While he wears his political commitments more lightly than Ms. Jolie Pitt, Mr. Pitt is a co-founder of Not on Our Watch, a nongovernmental organization devoted to preventing genocide, and the founder of Make It Right, which builds homes and other structures for people in need.
Over the course of their time together, the couple demonstrated an unusual ability to negotiate with the media. After Shiloh was born in 2006, the couple sold photos of the mother and newborn to People magazine for an estimated $4.1 million, all of which they donated to charity. That same year they negotiated with People on another deal, giving the magazine exclusive photos of Ms. Jolie and Maddox for an estimated $750,000 and the promise to cover Ms. Jolie Pitt’s charity work.
Later, they received an estimated $14 million from People and Hello! magazines — for shots of their twins — and again donated the funds to charity.

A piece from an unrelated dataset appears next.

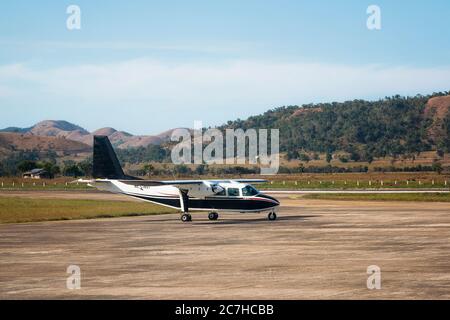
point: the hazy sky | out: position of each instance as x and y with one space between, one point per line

On Tuesday, with the announcement of the split, the hashtag #Brangelina quickly became the top trending item on Twitter, with fans reacting to the news with a range of emotions, including laments over the death of love; complaints that the news was superseding President Obama’s speech at the United Nations; and theories that the news was a welcome distraction from the presidential campaign.
Ms. Jolie Pitt was silent on the matter but Mr. Pitt gave a statement to People magazine: “I am very saddened by this, but what matters most now is the well-being of our kids. I kindly ask the press to give them the space they deserve during this challenging time.”